Saving this script as multiprocessing.py, we can evoke a parallel simulation using

mpiexec -n 2 python3 multiprocessing.py

Here, the number 2 determines the number of cores that will be used. Note that macOS might require an additional hint on how to connect the processes even when they are run on the same machine (e.g., your workstation). It might help to run mpiexec -n 2 -host localhost:2 python3 multiprocessing.py in this case.

In the example above, two python processes will start in parallel and run independently at first. In particular, both processes will load all packages and create the initial state field as well as the PDE class eq. Once the explicit_mpi solver is evoked, the processes will start communicating. py-pde will split up the full grid into two sub-grids, in this case of shape 32x64, distribute the associated sub-fields to both processes and ask each process to evolve the PDE for their sub-field. Note that boundary conditions are treated and boundary values are exchanged between neighboring sub-grids automatically. To avoid confusion, trackers will only be used on one process and also the result is only returned in one process to avoid problems where multiple process write data simultaneously. Consequently, the example above checked whether result is None (in which case the corresponding process is a child process) and only resumes analysis when the result is actually present.

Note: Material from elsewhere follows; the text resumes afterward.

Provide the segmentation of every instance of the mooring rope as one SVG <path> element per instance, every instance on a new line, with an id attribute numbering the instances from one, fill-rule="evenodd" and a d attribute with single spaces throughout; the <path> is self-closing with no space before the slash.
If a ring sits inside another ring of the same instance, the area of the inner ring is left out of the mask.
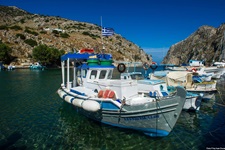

The automatic treatment tries to use sensible default values, so typical simulations work out of the box. However, in some situations it might be advantageous to adjust these values. For instance, the decomposition of the grid can be affected by an argument decomposition, which can be passed to the solve() method or the ExplicitMPISolver. The argument should be a list with one integer for each axis in the grid, which specifies how often the particular axis is divided.

Warning

The automatic division of the grid into sub-grids can lead to unexpected behavior, particularly in custom PDEs that were not designed for this use case. As a rule of thumb, all local operations are fine (since they can be performed on each subgrid), while global operations might need synchronization between all subgrids. One example is integration, which has been implemented properly in py-pde. Consequently, it is safe to use integral.